Leverage

The number one reason traders lose money is leverage. You know you hear all about leverage and how wonderful and great it is, but leverage only adds value to traders who are already consistently profitable and disciplined traders. The bottom line is, the FX market attracts the undercapitalized trader. You give leverage to a guy that can't trade and he has zero chance of making it. So really, it not only applies to FX traders but also to guys that trade Crude, Natural Gas and even GOOG. There is no way around this. Most traders don't have the emotional capacity to deal with the gearing involved in highly leveraged instruments. There is nothing inherent in the actual product itself. For example, you can trade the FXE, which is an ETF on the Euro against the dollar. It trades just like a stock. If most of the guys would trade that instead, they might actually make money, just not very much because it is highly de-leveraged. When one is learning how to trade, they should trade the least leveraged instrument they can find. The problem is FX attracts all the newbies either from late night infomercials or from the onslaught of new FX books hitting the bookstores. There is nothing intrinsically harder about FX to trade over say bonds or index futures. But with hyper leverage involved, 99% of the guys don't stand a chance. They will never admit, they will just slowly fade away with the money in their account.

It does not matter if you are trading direction, volatility, or a spread price, there is nothing easy about trading. Trading a spread is no easier then trading direction. In fact, it's harder. Usually when a spread goes against you, you have no reason why it's going against; you just know that it should trade within a certain band. You don't understand it except you believe it should. At least if you are long or short the stock at certain levels, you have an idea why you are wrong if you get stopped out. Also, when spreads go against you, they can explode against you. They can get very violent. In fact, the irony is they are actually much more volatile than the actual indices themselves. It's incredibly difficult because you are driving the car but you don't know what's underneath the hood and if the car breaks down, you don't know why. You are basically driving blind. It's not technical or fundamental. It's all stat correlation. Firms have 100 PHD's quants writing all sorts of very complex stat correlation models that they adjust every day. It's not as simple as saying, oh the spread is too narrow, I think I'll buy it.

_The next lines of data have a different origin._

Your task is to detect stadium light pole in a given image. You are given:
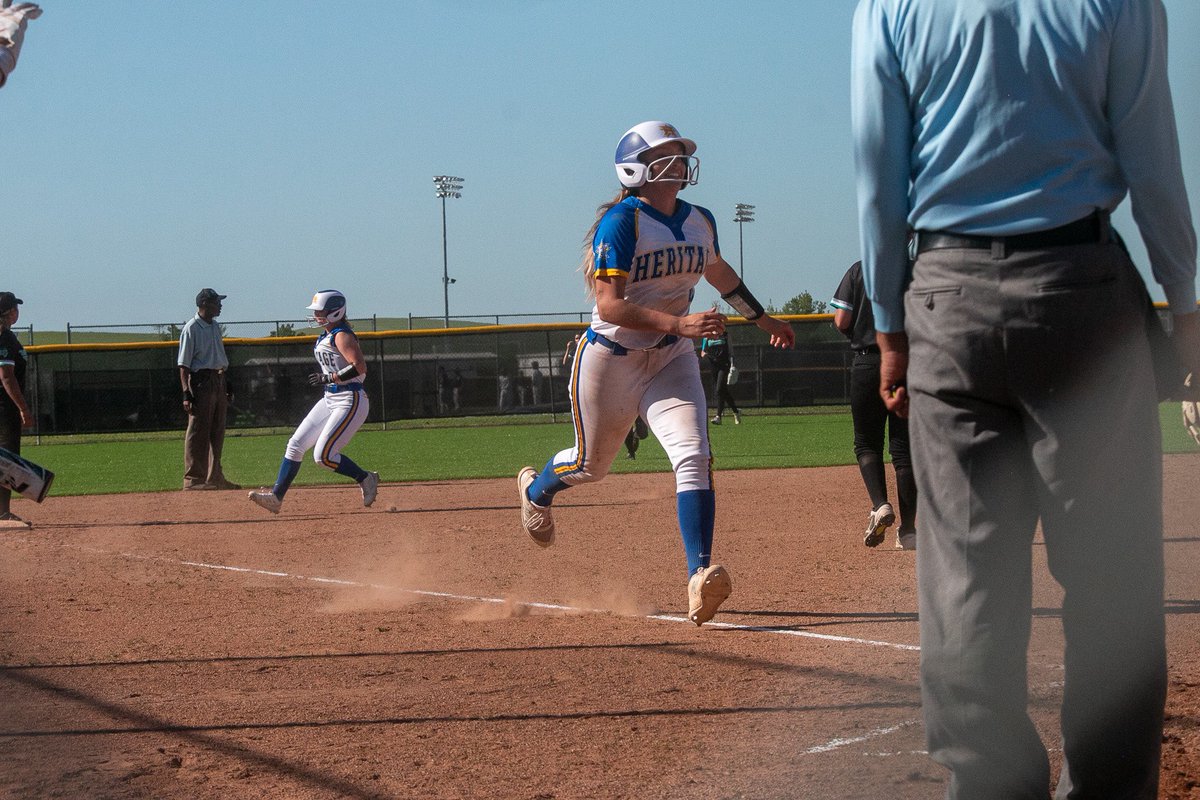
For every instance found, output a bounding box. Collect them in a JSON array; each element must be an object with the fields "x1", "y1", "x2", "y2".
[
  {"x1": 733, "y1": 203, "x2": 755, "y2": 281},
  {"x1": 434, "y1": 175, "x2": 465, "y2": 328}
]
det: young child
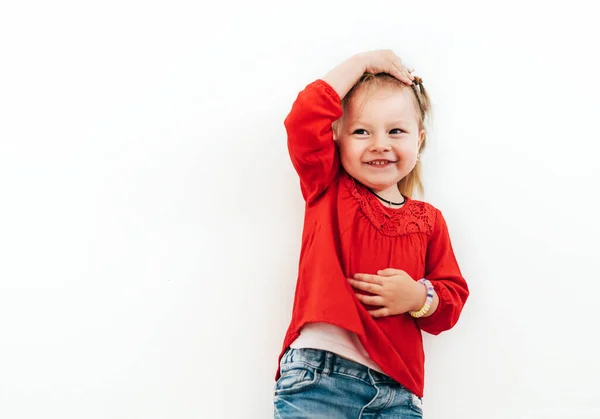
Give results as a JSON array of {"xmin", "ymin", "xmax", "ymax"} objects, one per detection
[{"xmin": 274, "ymin": 50, "xmax": 470, "ymax": 418}]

The hedge funds that trade this way spend millions on research and millions more on technology to create their stat correlation models. That's why it’s humorous when guys think, oh this looks easy. Just trade the spread, you don't care which way the market goes. Guys, it's not that easy. You better be very well versed in statistics and programming if you want to have a go at this. Because ma and pa kettle are not the ones taking the other side of these trades. It's the super traders that you are trading against.